Pada ulangtahunnya yang ke-enambelas, Ian Lightfoot – seorang elf yang disuarakan oleh Tom Holland, orangnya pemalu, gak pedean, dan bukan seorang pemberani – menerima hadiah yang sudah disiapkan oleh ayah yang meninggal dunia semenjak ia masih dalam kandungan ibunya. Hadiah berupa sebuah tongkat kayu. Abang Ian, Barley, yang hobi main game kartu ala ‘Dungeons and Dragons’ percaya bahwa tongkat itu merupakan relik dari sejarah dunia fantasi mereka. Bukti bahwa bangsa mereka bisa sihir dan segala macam keajaiban yang kini sudah dianggap omong kosong oleh masyarakat. Ian juga tadinya enggak percaya sama abang yang menurut semua orang – dan ia sendiri setuju; aneh dan pecundang. Namun di tangannya sendiri, tongkat tersebut berhasil mengembalikan ayah, well… kaki sang ayah. Keajaiban memang ada dan Ia adalah pewarisnya. Ian bisa mengembalikan ayah khusus untuk satu hari asalkan bisa menemukan batu yang jadi sumber kekuatan. Maka berangkatlah Ian, bersama Barley yang dimainkan oleh Chris Pratt, dan bagian pinggang ke bawah ayah mereka, bertualang naik van rongsok demi berjumpa dengan ayah yang sangat ingin Ian kenal. Ian pengen menghabiskan hari, mengobrol, dan berbagi dengan sosok yang dijadikannya panutan tersebut.

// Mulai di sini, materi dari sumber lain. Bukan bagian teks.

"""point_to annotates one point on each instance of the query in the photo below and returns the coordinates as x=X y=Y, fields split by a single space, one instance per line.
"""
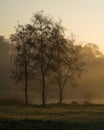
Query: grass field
x=52 y=117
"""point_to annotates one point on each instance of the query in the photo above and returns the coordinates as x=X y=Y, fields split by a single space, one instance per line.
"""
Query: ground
x=52 y=117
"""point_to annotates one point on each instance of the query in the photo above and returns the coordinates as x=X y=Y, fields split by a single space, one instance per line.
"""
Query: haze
x=83 y=17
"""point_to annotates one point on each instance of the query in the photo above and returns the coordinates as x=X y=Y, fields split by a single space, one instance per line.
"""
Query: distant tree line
x=42 y=52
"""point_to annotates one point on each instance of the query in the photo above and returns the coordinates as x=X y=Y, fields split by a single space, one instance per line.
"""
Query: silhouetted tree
x=22 y=58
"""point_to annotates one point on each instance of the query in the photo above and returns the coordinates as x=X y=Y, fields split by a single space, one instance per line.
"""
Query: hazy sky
x=85 y=18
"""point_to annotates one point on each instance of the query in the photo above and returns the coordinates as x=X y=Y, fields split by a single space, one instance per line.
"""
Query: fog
x=91 y=81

untung gak jadi thriller “The Invisible Dad”

 
 
Sebagai abang (dari dua adek; cewek dan cowok) aku lumayan bangga dan terenyuh nonton film ini. Karena cukup jarang ada film – terutama film keluarga – yang benar-benar menghormati persaudaraan abang-adek seperti film ini. Enggak hanya dijadikan lelucon, atau diarahkan menjadi rivalry. Sure, bagi adek, abang-abang mereka seringkali kelihatan entah itu sok galak, nyebelin, atau sok asik. Di Onward juga nampilin seperti begitu; Ian sangat berbeda dengan sang abang. Malah, Ian bisa dibilang gak suka dan gak percaya sama Barley. Mereka tidak bermain bersama, mereka tidak punya hobi yang sama. Pada awalnya, Barley yang kekanakan dan penuh oleh ‘teori’ sejarah, memang terlihat seperti tokoh sidekick untuk lucu-lucuan. Kemudian seiring waktu, fokus film semakin jelas, dan ternyata hubungan persaudaraan Ian dengan Barley lah yang dijadikan menu utama. Akan ada banyak adegan mereka bonding mulai dari sekadar ngobrol atau melakukan tantangan bersama yang bakal mengingatkan kita kepada saudara di rumah. Ian bisa magic tapi dia gak percaya sepenuhnya, sehingga banyak momen-momen Barley menggempor semangatnya – mengajarinya dengan sabar. Adegan Ian gemetar menyeberang jurang dengan sihir jembatan-tak-terlihat dengan diikat tali yang dipegang oleh Barley, ia kerap neriakin “jangan dilepas” tanpa berani menoleh ke Barley di belakang, misalnya; ini seperti ketika seorang abang ngajarin adiknya naik sepeda, memegangi dari belakang. Adegan-adegan mereka seperti begini yang benar-benar hits home buatku.
Beberapa penonton mungkin merasa film ini gak konsisten karena seperti berganti topik; dari yang tadinya tentang anak yang ingin bertemu dengan ayah berubah menjadi tentang persaudaraan. Tapi memang justru itulah poin pembelajaran yang dialami oleh Ian di dalam film ini. Pixar selalu gemilang karena cerita-cerita yang disuguhkan selalu berhasil bekerja maksimal dalam formula/struktur penceritaan yang simpel-namun-bener. Supaya bisa gak merasa film ini enggak-konsisten, kita perlu mengingat hal paling dasar dalam premis dramatik seorang tokoh film. Yakni soal ‘wants’ dan ‘needs’; tokoh menginginkan sesuatu dan berjuang demi itu, hanya untuk menyadari hal sebenarnya yang ia butuhkan. Onward, pada inti emosionalnya, adalah tentang anak yatim yang ingin bertemu sekali saja dengan ayahnya – ia berjuang mencari tokoh panutan supaya bisa menjadi lebih baik dalam hidup, dan setelah petualangan yang ia lalui bersama abang, ia menyadari ia tak pernah kehilangan sosok itu. Selama ini, ada satu orang yang selalu menyemangati, mendorong dirinya menjadi lebih baik, percaya pada dirinya, dan orang itu harusnya ia hargai. Persoalan mencari ayah hanyalah lapisan luar dari permasalahan Ian. Dan film ini akan membuka hingga ke lapisan dalam dengan cara yang benar-benar menyentuh karena Ian juga serta merta harus come in terms dengan merelakan ayah yang tak pernah ia kenal.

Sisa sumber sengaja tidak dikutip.